I appreciated that Literary Fiction was just inside the door, and soon enough found a practically pristine copy of The Amazing Adventures of Kavalier & Clay (I read my husband’s copy back when it came out and his is not available for re-reads), along with Alan Gurganus’ Oldest Living Confederate Widow Tells All, an exciting find as it’s been on my to-read list. At the same table, an older man was nearby. He was balding, white-haired, genial looking but silent and intent. In the box under his arm were three copies of Dorothy Allison’s Bastard Out of Carolina. Obviously he was bookseller, or maybe the term is re-seller, and I was curious—we were all doing the same thing after all, searching for books—so I asked how it was he made his choices. He didn’t respond, but shifted uncomfortably down the table, so I tried again with something like, So how’s the selection this year? At that, he quickly turned his gaze away, as if looking at me might bring bad luck, and said, “I don’t want to talk to you.” And then he was gone.

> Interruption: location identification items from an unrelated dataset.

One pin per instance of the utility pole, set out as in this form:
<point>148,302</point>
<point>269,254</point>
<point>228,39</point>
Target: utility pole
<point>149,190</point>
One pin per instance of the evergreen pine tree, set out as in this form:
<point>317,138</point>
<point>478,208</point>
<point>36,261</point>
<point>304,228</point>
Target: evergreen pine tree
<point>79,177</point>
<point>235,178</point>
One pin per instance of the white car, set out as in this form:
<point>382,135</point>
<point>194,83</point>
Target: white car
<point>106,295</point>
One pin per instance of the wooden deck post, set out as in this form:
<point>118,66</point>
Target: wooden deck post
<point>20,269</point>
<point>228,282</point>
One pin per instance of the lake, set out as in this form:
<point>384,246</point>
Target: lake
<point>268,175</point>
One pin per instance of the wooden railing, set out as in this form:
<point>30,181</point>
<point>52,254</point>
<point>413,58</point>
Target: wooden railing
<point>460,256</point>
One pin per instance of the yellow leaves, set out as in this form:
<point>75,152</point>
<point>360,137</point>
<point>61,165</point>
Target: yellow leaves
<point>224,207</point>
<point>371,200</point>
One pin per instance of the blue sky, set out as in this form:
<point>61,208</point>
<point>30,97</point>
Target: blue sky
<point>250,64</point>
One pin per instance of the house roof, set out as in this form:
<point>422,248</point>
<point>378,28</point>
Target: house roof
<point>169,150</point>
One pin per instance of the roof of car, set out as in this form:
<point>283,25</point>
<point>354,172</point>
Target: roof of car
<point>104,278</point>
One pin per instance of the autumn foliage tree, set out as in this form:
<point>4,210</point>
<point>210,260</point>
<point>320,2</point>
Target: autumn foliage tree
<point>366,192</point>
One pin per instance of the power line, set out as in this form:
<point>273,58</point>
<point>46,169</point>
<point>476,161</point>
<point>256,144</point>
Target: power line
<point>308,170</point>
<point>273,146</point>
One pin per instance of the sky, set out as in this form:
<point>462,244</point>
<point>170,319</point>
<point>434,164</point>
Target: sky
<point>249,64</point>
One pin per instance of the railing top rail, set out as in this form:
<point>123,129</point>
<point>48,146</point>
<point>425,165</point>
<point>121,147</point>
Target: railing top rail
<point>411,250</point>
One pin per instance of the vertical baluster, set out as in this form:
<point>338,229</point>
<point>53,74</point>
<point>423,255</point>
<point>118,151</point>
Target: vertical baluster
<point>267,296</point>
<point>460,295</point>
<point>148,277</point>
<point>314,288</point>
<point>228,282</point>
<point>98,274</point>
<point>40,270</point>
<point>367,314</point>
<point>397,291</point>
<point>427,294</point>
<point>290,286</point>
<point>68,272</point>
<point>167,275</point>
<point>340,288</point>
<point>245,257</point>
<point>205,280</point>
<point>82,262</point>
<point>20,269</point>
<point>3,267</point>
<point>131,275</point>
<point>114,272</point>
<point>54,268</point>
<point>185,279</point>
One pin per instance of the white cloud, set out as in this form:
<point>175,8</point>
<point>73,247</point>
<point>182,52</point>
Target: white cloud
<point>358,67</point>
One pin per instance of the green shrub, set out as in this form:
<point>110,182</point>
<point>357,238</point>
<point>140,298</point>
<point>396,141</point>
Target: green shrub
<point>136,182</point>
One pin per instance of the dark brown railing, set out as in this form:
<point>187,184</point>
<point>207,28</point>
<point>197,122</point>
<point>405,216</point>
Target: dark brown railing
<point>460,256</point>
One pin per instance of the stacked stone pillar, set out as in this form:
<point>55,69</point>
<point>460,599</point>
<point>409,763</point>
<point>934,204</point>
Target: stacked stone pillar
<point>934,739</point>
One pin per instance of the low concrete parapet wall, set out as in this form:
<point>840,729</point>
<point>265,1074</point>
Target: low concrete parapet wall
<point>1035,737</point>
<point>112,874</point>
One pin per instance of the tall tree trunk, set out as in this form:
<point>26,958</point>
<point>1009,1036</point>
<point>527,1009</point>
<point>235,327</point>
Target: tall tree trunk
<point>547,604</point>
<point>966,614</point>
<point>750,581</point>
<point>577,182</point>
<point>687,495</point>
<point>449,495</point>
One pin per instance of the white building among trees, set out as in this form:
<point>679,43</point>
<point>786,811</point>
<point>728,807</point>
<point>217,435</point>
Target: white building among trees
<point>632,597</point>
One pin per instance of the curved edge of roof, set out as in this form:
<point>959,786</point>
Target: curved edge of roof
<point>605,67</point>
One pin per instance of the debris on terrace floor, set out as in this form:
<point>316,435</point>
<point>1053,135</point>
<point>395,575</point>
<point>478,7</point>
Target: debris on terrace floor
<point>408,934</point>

I would have felt dissed, but when I looked around, everyone was doing the same thing, speaking to no one, intently tracking the titles, dumping books into boxes, lugging wheeled crates that were already full of books. Many took care to make sure their selections were not visible, and carefully hid them beneath a sweater, or plastic bag, or a hand-lettered page marked SOLD. This secrecy confused me, but then I’m not a book seller, only a book reader, and at a library sale the two domains have little in common. The book sellers were focused, perfunctory, secretive, and as the white-haired man confirmed, uninterested in chitchat. The book readers were by contrast unhurried, easygoing, open to whatever we might find. I saw a man near History, carrying an open box of oversize books on medieval themes, and given his easy stride and look of contentment on his face, I could only guess his object wasn’t commerce.

In Anthologies, I was perusing decades of Best American Short Stories when on the other side of the table, a woman began flipping through the titles, scanning each one with a small hand held device. She ran through a line with a librarian-like efficiency, though didn’t appear to be on staff. Moments later, across the aisle in History, angry words were exchanged. A woman holding a similar device was being criticized for using it, and in retaliation she hotly defended herself and her right to be there with everyone else. Curious, I asked a volunteer about the device and learned the scanners are used by booksellers to make real-time value queries or as a way of checking ISBN numbers against existing inventory. It’s an assembly-line alternative to old-fashioned visual searching, a practice that is evidently a hot button issue in the world of library sales, where the scanners are seen by some as both unfair and in principal unsuited to the venue. As of yet, there’s been no decision by the library to ban the devices, the use of which the volunteer conceded, is the source of tension between those who buy books for themselves and those who buy them for resale. Still, it’s great to see books being argued over. Given all that books must compete with, that passion gave me optimism, a feeling that books are still important enough to argue about.

Thirty minutes after the doors opened to the general public, the auditorium filled. My daughter had what looked like a dozen books in her bag and an armful of video tapes—a more recent staple of the Children’s table. In addition to my novels, I found like-new condition copies of Kate Chopin’s The Awakening and Virginia Woolf’s A Room of One’s Own. The total? Four dollars. Hard to argue with that.